All right. It could have been worse. But—Leo’s brows knit. “Didn’t he propose to you? He said he had, though he admitted it had come to nothing. I got the occasional letter through the solicitor in London with whom I always left my new direction.”

“He did, yes. But you Billingsley brothers were never interchangeable to me. And after you left, everything was different and I would just as soon have washed my hands of the lot of you.” Suiting her action to her words, she dusted the last crumbs of walnut and shell from her hands.

Leo was missing something. Some piece that ought to have fallen into place while he was gone. He bounced one of his legs, jittering his booted foot on the step until his thoughts made sense. “I wonder why Richard didn’t marry someone else, then.”

“I suppose,” Poppy said, “it’s because he didn’t really want to marry any woman.
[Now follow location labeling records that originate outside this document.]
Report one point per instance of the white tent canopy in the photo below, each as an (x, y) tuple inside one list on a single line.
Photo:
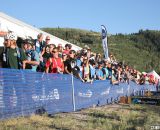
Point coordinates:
[(24, 30)]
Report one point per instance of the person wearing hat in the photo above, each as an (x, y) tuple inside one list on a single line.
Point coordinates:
[(99, 72), (33, 60), (13, 57)]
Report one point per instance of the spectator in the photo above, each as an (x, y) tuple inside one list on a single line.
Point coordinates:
[(99, 72), (55, 64), (33, 60), (60, 50), (86, 70), (47, 41), (67, 48), (51, 47), (13, 57), (39, 44)]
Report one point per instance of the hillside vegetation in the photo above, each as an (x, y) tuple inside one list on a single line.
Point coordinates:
[(139, 50), (109, 117)]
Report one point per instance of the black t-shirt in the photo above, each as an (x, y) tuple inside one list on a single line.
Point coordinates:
[(71, 64)]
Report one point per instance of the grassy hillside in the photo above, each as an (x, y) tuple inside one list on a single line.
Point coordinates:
[(110, 117), (140, 50)]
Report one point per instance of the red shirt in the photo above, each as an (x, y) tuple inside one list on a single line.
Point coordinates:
[(54, 64)]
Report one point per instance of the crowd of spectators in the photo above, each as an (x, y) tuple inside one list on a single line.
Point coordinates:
[(43, 56)]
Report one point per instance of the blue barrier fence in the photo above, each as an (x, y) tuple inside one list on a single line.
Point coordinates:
[(23, 92)]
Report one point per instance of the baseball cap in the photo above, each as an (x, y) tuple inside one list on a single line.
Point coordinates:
[(11, 36)]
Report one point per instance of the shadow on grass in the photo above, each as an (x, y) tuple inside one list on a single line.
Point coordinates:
[(104, 116), (58, 128)]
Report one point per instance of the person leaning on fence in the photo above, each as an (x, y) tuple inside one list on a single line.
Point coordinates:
[(13, 57), (33, 60), (70, 65), (99, 73), (55, 64)]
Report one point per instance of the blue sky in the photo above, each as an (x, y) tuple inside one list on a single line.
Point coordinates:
[(119, 16)]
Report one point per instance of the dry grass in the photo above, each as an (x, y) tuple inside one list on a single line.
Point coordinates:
[(110, 117)]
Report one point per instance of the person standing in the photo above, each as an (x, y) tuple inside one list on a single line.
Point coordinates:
[(13, 57)]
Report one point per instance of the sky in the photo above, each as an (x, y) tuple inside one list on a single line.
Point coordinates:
[(119, 16)]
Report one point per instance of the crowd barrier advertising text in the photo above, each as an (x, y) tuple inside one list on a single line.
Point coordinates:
[(23, 92)]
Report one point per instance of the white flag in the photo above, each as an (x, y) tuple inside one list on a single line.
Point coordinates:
[(104, 41)]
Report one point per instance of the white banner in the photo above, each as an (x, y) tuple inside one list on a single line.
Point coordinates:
[(104, 41)]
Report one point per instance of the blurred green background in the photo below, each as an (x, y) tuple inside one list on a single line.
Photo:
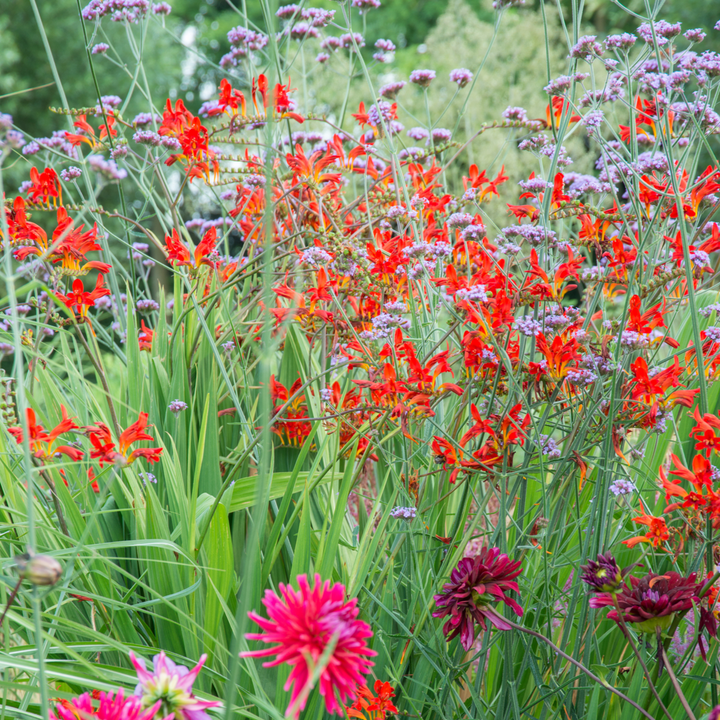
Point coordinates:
[(202, 25)]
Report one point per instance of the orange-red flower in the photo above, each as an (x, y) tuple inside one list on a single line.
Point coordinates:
[(78, 299), (373, 705), (45, 185), (657, 533), (41, 442), (104, 447), (179, 254)]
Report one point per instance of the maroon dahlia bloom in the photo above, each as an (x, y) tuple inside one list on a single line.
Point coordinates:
[(474, 584), (603, 575), (651, 601)]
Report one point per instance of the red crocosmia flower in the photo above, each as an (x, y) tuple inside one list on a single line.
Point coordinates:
[(701, 473), (110, 707), (657, 533), (41, 442), (652, 601), (303, 623), (704, 432), (179, 254), (80, 300), (45, 185), (229, 98), (69, 247), (373, 706), (104, 448), (20, 229), (87, 134), (474, 584)]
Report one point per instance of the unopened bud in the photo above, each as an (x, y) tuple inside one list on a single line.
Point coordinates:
[(38, 569)]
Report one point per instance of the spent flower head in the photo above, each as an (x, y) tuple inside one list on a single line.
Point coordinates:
[(168, 688)]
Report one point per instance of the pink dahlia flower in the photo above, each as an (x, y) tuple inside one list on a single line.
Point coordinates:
[(304, 623), (110, 707), (169, 688)]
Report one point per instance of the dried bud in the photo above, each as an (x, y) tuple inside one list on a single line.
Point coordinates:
[(38, 569)]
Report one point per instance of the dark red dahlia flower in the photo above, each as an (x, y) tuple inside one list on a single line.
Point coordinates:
[(603, 575), (651, 601), (474, 584)]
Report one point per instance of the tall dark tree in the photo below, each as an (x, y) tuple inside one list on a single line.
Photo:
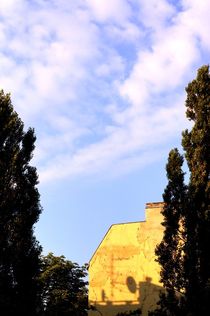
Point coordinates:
[(184, 253), (169, 252), (64, 290), (196, 144), (19, 211)]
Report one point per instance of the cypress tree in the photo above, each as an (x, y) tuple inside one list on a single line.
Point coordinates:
[(19, 211), (196, 144), (184, 253), (170, 251)]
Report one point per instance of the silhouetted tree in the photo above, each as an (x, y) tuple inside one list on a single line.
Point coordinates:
[(184, 253), (64, 287), (19, 211), (196, 144)]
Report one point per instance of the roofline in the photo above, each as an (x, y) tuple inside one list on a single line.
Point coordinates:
[(110, 227)]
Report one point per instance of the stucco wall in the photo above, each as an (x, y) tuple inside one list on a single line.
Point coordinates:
[(123, 274)]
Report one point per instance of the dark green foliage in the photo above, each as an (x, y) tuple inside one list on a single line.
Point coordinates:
[(64, 287), (184, 253), (19, 211), (196, 144), (136, 312)]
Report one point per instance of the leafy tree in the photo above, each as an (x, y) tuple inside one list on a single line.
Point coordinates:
[(184, 253), (64, 287), (19, 211)]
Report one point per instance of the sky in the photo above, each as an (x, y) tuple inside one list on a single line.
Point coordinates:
[(103, 85)]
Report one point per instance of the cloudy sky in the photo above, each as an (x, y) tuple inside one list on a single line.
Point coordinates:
[(103, 84)]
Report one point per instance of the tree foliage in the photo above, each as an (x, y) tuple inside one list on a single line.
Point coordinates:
[(19, 211), (184, 253), (64, 290)]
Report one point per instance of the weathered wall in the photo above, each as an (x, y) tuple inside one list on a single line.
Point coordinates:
[(123, 274)]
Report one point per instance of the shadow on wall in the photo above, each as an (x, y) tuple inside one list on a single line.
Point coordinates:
[(147, 293)]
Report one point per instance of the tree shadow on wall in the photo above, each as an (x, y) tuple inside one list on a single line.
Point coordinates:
[(146, 297)]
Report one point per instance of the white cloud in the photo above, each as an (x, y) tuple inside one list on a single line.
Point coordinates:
[(102, 82)]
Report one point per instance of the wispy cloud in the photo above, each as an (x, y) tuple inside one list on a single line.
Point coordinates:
[(102, 82)]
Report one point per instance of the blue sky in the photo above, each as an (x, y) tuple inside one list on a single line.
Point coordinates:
[(103, 84)]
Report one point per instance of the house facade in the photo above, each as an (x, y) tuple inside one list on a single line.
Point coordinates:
[(123, 273)]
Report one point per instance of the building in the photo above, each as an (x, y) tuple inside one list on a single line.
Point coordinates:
[(123, 273)]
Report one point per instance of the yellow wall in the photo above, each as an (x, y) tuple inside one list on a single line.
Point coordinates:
[(122, 272)]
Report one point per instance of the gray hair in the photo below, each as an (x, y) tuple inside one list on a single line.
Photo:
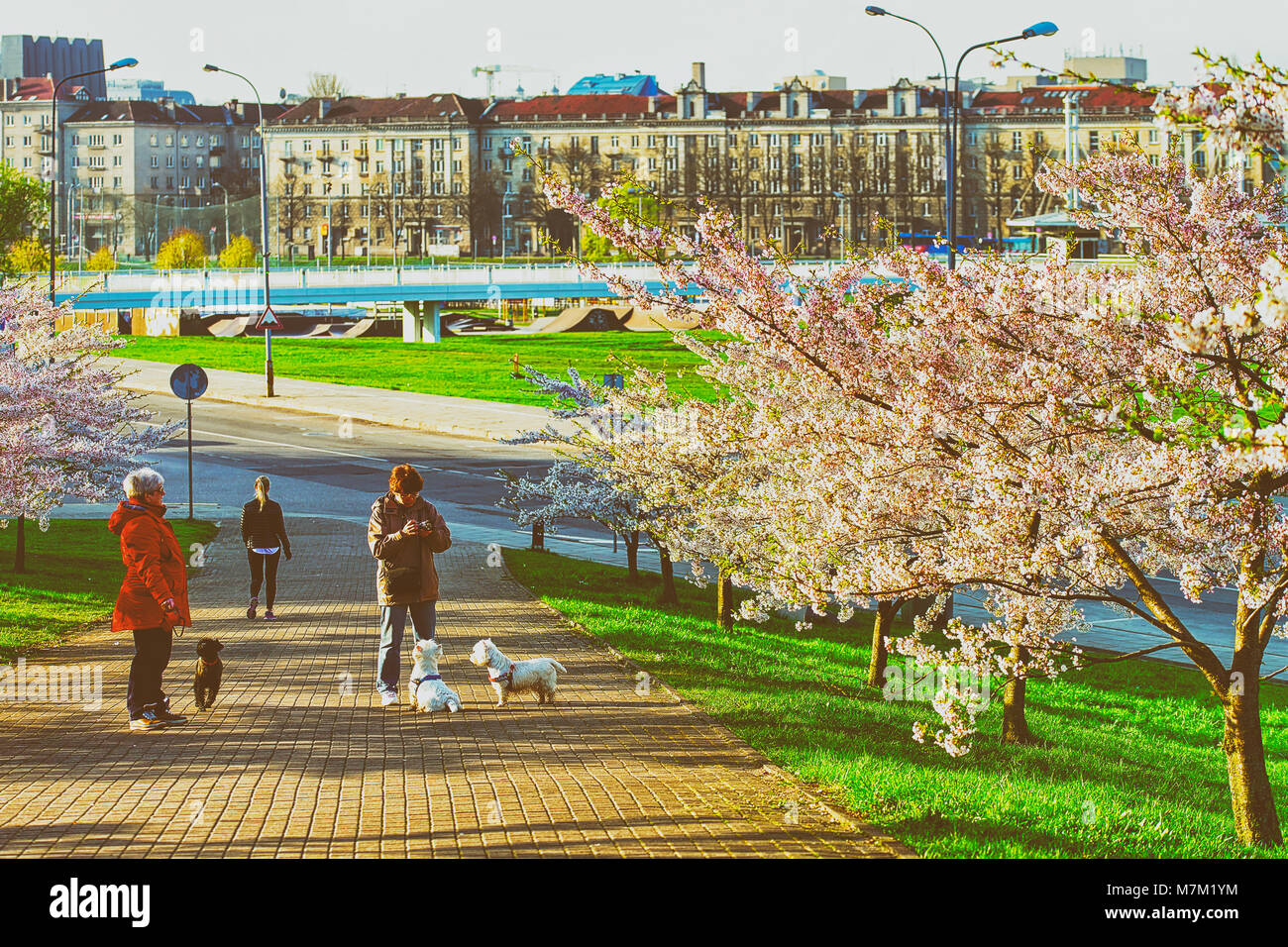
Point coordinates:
[(142, 482)]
That’s how I always saw his behavior.”

“Hmm.” Leo had suspected the same about his brother, once upon a time. Yet Richard had seemed so set on wedding Poppy.
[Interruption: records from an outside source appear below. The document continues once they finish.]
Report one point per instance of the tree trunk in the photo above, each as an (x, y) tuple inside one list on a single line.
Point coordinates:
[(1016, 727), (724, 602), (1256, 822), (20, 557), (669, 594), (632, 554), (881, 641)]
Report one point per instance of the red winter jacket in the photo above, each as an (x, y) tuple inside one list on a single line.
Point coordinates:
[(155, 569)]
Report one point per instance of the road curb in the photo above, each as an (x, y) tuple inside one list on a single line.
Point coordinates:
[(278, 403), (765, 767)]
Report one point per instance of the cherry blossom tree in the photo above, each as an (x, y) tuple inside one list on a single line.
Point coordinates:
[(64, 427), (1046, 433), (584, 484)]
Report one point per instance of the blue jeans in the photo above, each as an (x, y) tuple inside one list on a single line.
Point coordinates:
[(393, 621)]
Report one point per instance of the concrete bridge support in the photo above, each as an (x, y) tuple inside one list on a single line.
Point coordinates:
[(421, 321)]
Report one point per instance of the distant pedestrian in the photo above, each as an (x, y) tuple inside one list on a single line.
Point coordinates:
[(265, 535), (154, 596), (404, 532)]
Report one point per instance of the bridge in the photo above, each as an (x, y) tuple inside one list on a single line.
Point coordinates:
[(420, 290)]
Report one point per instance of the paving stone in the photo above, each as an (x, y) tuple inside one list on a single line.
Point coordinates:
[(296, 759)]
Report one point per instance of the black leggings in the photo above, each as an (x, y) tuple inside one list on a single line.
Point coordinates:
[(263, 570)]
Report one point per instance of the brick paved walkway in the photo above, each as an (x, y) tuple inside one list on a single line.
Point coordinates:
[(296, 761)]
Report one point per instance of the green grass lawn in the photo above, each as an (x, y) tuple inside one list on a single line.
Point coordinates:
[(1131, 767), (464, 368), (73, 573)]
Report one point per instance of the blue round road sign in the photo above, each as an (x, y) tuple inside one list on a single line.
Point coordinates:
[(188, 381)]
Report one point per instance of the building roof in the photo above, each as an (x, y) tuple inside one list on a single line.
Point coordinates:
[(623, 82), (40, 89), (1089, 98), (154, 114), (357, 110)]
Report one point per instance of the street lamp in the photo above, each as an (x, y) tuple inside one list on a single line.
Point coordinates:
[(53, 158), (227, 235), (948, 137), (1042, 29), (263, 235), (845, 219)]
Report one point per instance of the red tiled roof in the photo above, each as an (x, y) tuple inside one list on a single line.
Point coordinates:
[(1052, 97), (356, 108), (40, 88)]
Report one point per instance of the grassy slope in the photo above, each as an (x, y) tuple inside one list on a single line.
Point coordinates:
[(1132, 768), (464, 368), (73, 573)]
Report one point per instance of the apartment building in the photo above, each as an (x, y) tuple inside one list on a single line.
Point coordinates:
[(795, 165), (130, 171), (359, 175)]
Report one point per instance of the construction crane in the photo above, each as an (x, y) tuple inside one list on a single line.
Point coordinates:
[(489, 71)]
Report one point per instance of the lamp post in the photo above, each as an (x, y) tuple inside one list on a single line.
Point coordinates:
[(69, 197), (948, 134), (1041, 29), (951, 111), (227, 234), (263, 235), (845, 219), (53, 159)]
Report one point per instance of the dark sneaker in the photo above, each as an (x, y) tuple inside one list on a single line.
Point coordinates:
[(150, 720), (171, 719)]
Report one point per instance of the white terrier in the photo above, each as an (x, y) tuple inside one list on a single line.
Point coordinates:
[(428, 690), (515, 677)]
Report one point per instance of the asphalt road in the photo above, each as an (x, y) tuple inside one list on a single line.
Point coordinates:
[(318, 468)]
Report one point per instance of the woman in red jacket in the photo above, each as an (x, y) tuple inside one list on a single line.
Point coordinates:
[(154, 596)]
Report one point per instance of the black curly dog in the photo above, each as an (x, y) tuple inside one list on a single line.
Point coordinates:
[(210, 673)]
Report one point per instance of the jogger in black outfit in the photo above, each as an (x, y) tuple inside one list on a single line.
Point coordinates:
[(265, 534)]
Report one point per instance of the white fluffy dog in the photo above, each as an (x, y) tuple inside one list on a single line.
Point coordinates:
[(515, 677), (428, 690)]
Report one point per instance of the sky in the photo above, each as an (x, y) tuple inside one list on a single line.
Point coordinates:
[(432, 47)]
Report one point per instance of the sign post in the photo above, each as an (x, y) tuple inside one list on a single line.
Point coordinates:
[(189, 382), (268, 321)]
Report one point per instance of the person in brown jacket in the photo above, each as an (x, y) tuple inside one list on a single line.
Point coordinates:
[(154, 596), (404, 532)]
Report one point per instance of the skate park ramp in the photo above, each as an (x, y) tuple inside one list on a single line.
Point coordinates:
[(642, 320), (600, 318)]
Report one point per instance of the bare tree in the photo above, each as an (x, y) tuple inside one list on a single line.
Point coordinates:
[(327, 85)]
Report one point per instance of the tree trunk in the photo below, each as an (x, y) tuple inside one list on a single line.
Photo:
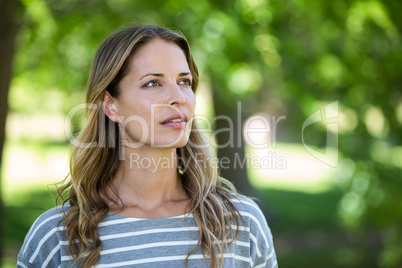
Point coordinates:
[(8, 32)]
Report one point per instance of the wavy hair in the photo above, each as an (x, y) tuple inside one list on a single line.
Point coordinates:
[(94, 161)]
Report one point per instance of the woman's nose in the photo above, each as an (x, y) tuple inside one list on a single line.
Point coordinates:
[(176, 96)]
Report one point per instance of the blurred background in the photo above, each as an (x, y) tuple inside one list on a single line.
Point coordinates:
[(321, 80)]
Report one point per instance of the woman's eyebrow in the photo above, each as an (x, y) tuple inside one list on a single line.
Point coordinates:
[(162, 75)]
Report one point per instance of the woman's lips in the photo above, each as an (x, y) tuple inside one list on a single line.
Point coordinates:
[(175, 125)]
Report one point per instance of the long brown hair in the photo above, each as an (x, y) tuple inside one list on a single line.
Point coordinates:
[(94, 160)]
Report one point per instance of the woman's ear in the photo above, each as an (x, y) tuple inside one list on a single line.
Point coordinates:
[(109, 108)]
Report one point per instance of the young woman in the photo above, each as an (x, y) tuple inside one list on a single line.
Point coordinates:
[(142, 188)]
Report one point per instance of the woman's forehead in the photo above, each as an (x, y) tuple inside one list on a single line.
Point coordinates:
[(159, 56)]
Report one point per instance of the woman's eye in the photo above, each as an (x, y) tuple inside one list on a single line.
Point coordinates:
[(186, 82), (152, 84)]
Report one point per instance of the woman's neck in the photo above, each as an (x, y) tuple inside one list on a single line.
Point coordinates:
[(148, 181)]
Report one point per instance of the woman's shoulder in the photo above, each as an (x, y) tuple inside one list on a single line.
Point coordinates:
[(43, 237), (247, 206)]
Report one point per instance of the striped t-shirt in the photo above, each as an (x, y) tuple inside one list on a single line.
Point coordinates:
[(165, 242)]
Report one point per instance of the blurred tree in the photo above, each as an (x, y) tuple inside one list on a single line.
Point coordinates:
[(8, 33)]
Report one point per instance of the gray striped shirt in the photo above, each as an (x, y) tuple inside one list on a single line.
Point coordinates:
[(164, 242)]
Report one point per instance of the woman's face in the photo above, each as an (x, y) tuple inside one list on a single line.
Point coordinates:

As if she’d read his thoughts, she added, “He must have thought that if he had to wed, an old friend who was almost a part of the furniture would do.”

“You could never be that.” Leo stood, took a step down, and turned toward her.
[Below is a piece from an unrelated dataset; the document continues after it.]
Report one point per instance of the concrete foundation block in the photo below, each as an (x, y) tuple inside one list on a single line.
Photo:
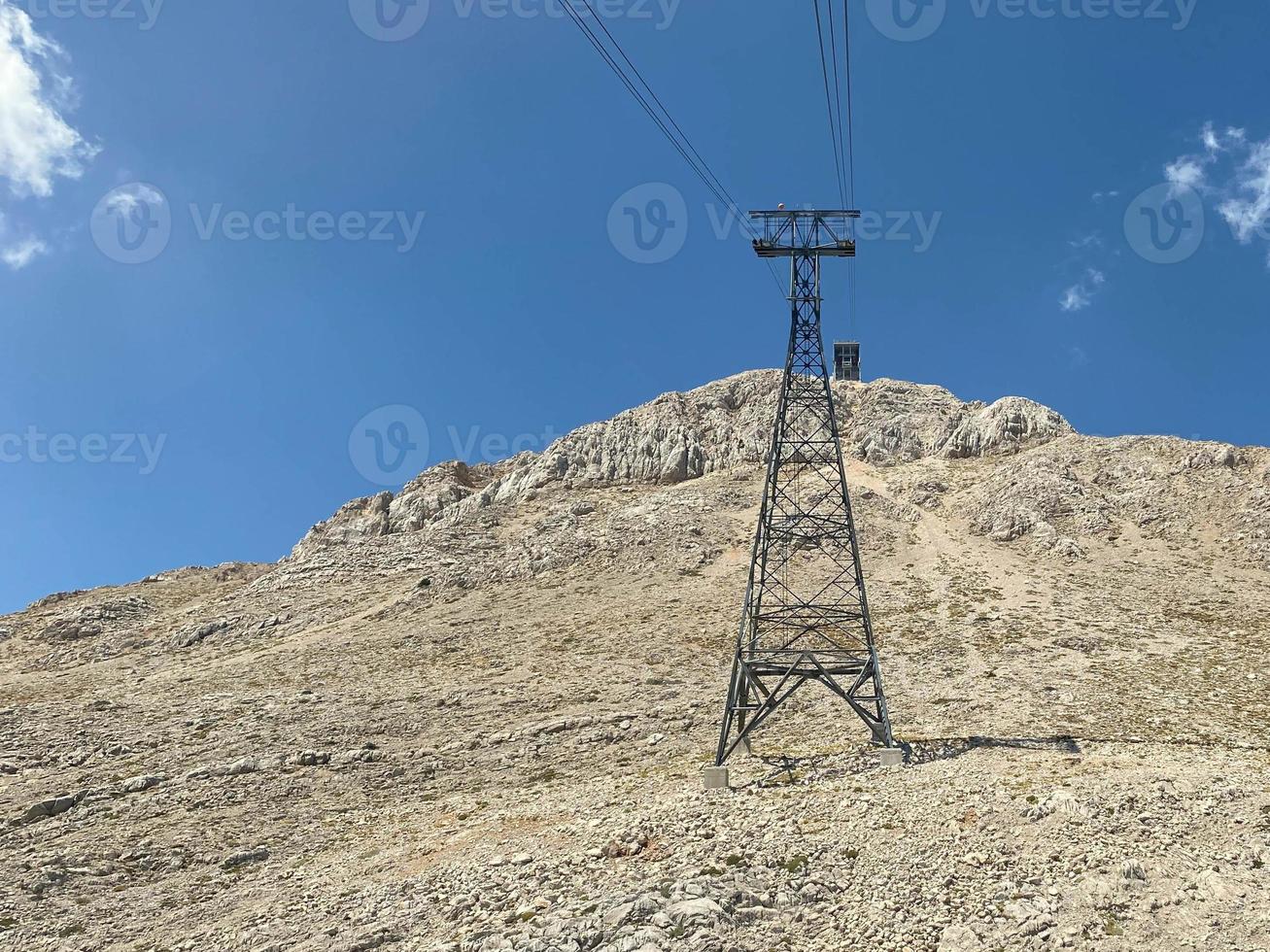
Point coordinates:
[(716, 778), (892, 757)]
“Not to you, maybe. But then, you like women in…that sort of way.”

She looked up at him, falling into the shade of his body. Warm blond hair, laughing eyes, a few freckles spattered bronze over her nose. That curving mouth and, best of all, that sharp, kind wit.

“I do,” he replied. “Yes.” One woman in particular. But there was a tiny little person between the two of them, keeping him from asking the false question for real.

That didn’t mean he couldn’t continue to see her while the false engagement persisted, though. And persist it would, if Uncle Bernard also persisted in being as stubborn as he’d been today.

“Poppy.” Leo extended a hand, breath bated until she took it and let him pull her upright, face-to-face. “There will be a masked ball at Vauxhall. Do you want to go like everyone else does? Feet on the ground and mischief in their hearts?”

“Is that all that’s in their hearts?”

“I can’t answer for everyone else.” Leo grinned. “But it’s always in mine. Do come with me. Unless you will be performing during the masque?”

“No, not that night. Of course I will go with you.” Her fingers tightened in his. “It’ll be grand to see more of the gardens than the high wire.”

They arranged the plans then, preparing to meet at the entrance of Vauxhall the evening of the masked ball.

Only later did it occur to Leo: If they both got what they wanted from their false engagement, they would never see each other again.